Bend, stretch for stable posture
The Tree pose: Stand straight with your feet shoulder width apart and your hands by the sides. Now, slowly hold your right ankle with your right hand and place your right heel on the inner thigh of your left leg. Point the right knee to the side and push your hips to the front. Now bring your palms together. Expand your chest as you inhale and
relax your shoulders. Keep your head straight and fix your gaze on an object in front of you. Once you feel confident, gently close your eyes and stay in this position for 20 to 30 seconds. To finish, slowly bring your right leg down to touch the floor, make sure you keep the supporting leg straight. Repeat this position with the left leg.
Easy option: Grab a handrail or a chair and practise balancing on one leg
Benefits: It a great pose for mind-body balance. It is also an excellent pose to relieve arthritis. All the supporting muscles near your knee joint become stronger as a result of doing this pose regularly.

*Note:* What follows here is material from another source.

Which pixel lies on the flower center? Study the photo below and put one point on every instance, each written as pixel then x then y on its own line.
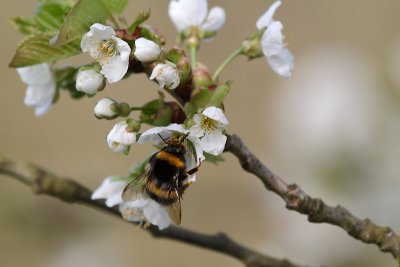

The Child & Cat: Sit down in such a way that your buttocks rest on your heels. Now, stretch your hands in front of you and bend your upper body downwards until your hands touch the floor. As you inhale, get into the cat position by raising your right leg and left arm. Keep your right leg straight and the left palm should face inwards. Hold this pose for five seconds and as you exhale come back to the child position. Now, when you inhale again, form the cat pose but this time by raising your left leg and right hand. Hold for five seconds again. Repeat this 10 times.
Benefits: Relieves stiffness and pain in the back. It helps coordinate and improve balance the shoulder and hip muscles. It helps massage the abdomen and improves posture alignment.